The Antibiotic Resistance and Prescribing in European Children Project: A Neonatal and Pediatric Antimicrobial Web-based Point Prevalence Survey in 73 Hospitals Worldwide

BACKGROUND: The neonatal and pediatric antimicrobial point prevalence survey (PPS) of the Antibiotic Resistance and Prescribing in European Children project (http://www.arpecproject.eu/) aims to standardize a method for surveillance of antimicrobial use in children and neonates admitted to the hospital within Europe. This article describes the audit criteria used and reports overall country-specific proportions of antimicrobial use. An analytical review presents methodologies on antimicrobial use.

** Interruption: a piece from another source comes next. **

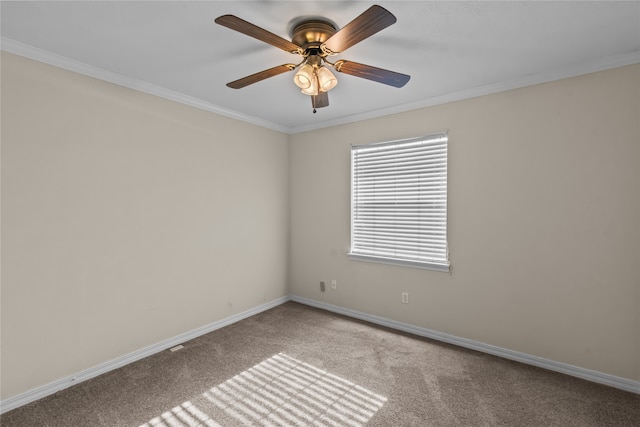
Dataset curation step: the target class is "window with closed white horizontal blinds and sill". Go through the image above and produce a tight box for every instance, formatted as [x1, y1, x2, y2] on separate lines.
[349, 133, 449, 271]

METHODS: A 1-day PPS on antimicrobial use in hospitalized children was organized in September 2011, using a previously validated and standardized method. The survey included all inpatient pediatric and neonatal beds and identified all children receiving an antimicrobial treatment on the day of survey. Mandatory data were age, gender, (birth) weight, underlying diagnosis, antimicrobial agent, dose and indication for treatment. Data were entered through a web-based system for data-entry and reporting, based on the WebPPS program developed for the European Surveillance of Antimicrobial Consumption project.

RESULTS: There were 2760 and 1565 pediatric versus 1154 and 589 neonatal inpatients reported among 50 European (n = 14 countries) and 23 non-European hospitals (n = 9 countries), respectively. Overall, antibiotic pediatric and neonatal use was significantly higher in non-European (43.8%; 95% confidence interval [CI]: 41.3-46.3% and 39.4%; 95% CI: 35.5-43.4%) compared with that in European hospitals (35.4; 95% CI: 33.6-37.2% and 21.8%; 95% CI: 19.4-24.2%). Proportions of antibiotic use were highest in hematology/oncology wards (61.3%; 95% CI: 56.2-66.4%) and pediatric intensive care units (55.8%; 95% CI: 50.3-61.3%).

CONCLUSIONS: An Antibiotic Resistance and Prescribing in European Children standardized web-based method for a 1-day PPS was successfully developed and conducted in 73 hospitals worldwide. It offers a simple, feasible and sustainable way of data collection that can be used globally.